American Airlines is saying farewell to its final two MD-80 airplanes this week. It's donating them to CareerTech in Oklahoma City and Lewis University in Illinois.
This is the end of an era for American Airlines and the MD-80s after the planes served as the company's workhorse for decades. The MD-80 is wrapping up nearly 40 years of service for American Airlines.
The last of the fleet was retired in September.
It was affectionately called the "Super 80" by its pilots and mechanics, who say it was a reliable airplane.
"It probably takes a little bit more of the old flying skills," American Airlines Captain David Clark said.
Captain David Clark has been a pilot with American for close to 30 years. Much of that time was spent flying the Super 80. He estimates he has about 9,000 hours of flight time with just that aircraft alone.
Clark says it was an older technology, but that wasn't a bad thing.
"Some of us enjoy that, because there's a real seat-of-the-pants flying, you can feel the airplane," Clark said.
The MD-80s have been replaced by planes with more computerized cockpit controls, and interiors.
But Clark says it's a testament to the maintenance crews for keeping this fleet in working order.
That includes Aircraft Maintenance Technician Harley Thomas, who played a key role for more than 28 years. He's done just about everything on these planes.
"It's been a fantastic airplane," Thomas said.
He's out watching the final departures this week, and he was also among more than a thousand employees who flew on its last commercial flight.
"That was something that I'll always remember," Thomas said.

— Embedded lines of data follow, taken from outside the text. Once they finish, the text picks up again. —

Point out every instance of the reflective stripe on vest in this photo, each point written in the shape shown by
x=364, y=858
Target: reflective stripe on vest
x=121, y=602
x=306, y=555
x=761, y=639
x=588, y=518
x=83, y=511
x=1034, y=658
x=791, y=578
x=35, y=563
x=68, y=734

It goes without saying, it's a bittersweet moment for both Harley, and Clark, who said the trips may be over, but the journey isn't done just yet.
"It's not come to an end because it's going to an aviation mechanic school in Oklahoma, so certainly it still has purpose which is great. Anytime you're in Oklahoma you'll be able to see an American MD-80 for years to come," Clark said.
There will be special dedication ceremonies for the planes at both schools early next year.